Asking usability participants if they noticed a particular element on a website or software application is common practice. Often times this information is the basis for important design decisions, particularly around making certain features more visually prominent. This study has clearly demonstrated that there is reliability in self-reported awareness measures. Usability practitioners should feel comfortable that at least most of the time when a participant reports seeing an object, that they actually did. This will in turn help practitioners make more confident design decisions.

The manner in which the usability practitioner asks a participant about whether or not they noticed an object will have an impact on what is reported back to them. If a practitioner wants to identify as many participants as possible who saw an object, with less regard for accuracy, they should use an awareness question that is more discrete in nature. If a practitioner wants to be as confident as possible in those participants that report seeing an object, that actually did, they should use an awareness question that is more continuous in nature.

We do not suggest that one simple self-report awareness question can be a substitute for the reliability and versatility of an eye tracking system. There are many other research questions about awareness that can only be effectively answered using an eye tracking system. Asking a participant about awareness certainly may be useful during the course of a usability evaluation, but it is only the start in regards to all the questions a practitioner might have about how users look at a design.

References

Brooke, J. (1996). SUS: a “quick and dirty” usability scale.

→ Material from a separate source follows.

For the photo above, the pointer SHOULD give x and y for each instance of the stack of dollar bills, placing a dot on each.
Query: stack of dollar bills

In P.W. Jordan, B. Thomas, B.A. Weerdmeester & A.L. McClelland (Eds.) Usability Evaluation in Industry (pp. 189-194). London: Taylor and Francis.

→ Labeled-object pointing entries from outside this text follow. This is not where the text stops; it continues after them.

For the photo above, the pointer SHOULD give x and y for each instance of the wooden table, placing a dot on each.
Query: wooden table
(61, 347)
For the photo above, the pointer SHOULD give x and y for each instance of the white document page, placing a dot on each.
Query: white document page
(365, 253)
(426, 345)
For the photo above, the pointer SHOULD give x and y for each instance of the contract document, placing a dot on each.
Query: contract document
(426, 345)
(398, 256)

Guan, Z., Lee, S., Cuddihy, E., & Ramey, J. (2006, April). The Validity of the Stimulated Retrospective Think-Aloud Method as Measured by Eye Tracking. In R. Grinter, T. Rodden, P. Aoki, E. Cutrell, R. Jeffries, and G. Olson, (Eds.) Proceedings of the SIGCHI Conference on Human Factors in Computing Systems, 2006 (pp.1253-1262) New York, New York, USA. ACM Press.
Johansen, S., & Hansen, J.P. (2006, April). Do we need eye trackers to tell where people look? In CHI ’06 Extended Abstracts on Human Factors in Computing Systems (pp.923 – 928) New York, New York, USA. ACM Press.

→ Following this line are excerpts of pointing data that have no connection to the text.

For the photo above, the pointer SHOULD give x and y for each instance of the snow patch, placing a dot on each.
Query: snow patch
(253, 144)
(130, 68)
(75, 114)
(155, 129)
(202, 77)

Just, M.A., & Carpenter, P.A. (1980). A theory of reading: From eye fixations to comprehension, Psychological Review, 87(4), 329-354.
Norgaard, M., & Hornbaek, K. (2006, June). What do usability evaluators do in practice?: an explorative study of think-aloud testing. In Proceedings of the 6th Conference on Designing Interactive Systems (pp.209-218) New York, New York, USA. ACM Press.
Rayner, K., & Pollatsek, A. (1989). The Psychology of Reading. USA: Prentice-Hall.
Tedesco, D., & Tullis, T. (2006, June). A Comparison of Methods for Eliciting Post-Task Subjective Ratings in Usability Testing. In Proceedings of the Usability Professionals Association (UPA), USA.
Tullis, T., & Stetson, J. (2004, June). A Comparison of Questionnaires for Assessing Website Usability. In Proceedings of the Usability Professionals Association (UPA), USA.
Wilson, T. (2004). Strangers to Ourselves: Discovering the Adaptive Unconscious. USA: Belknap Press.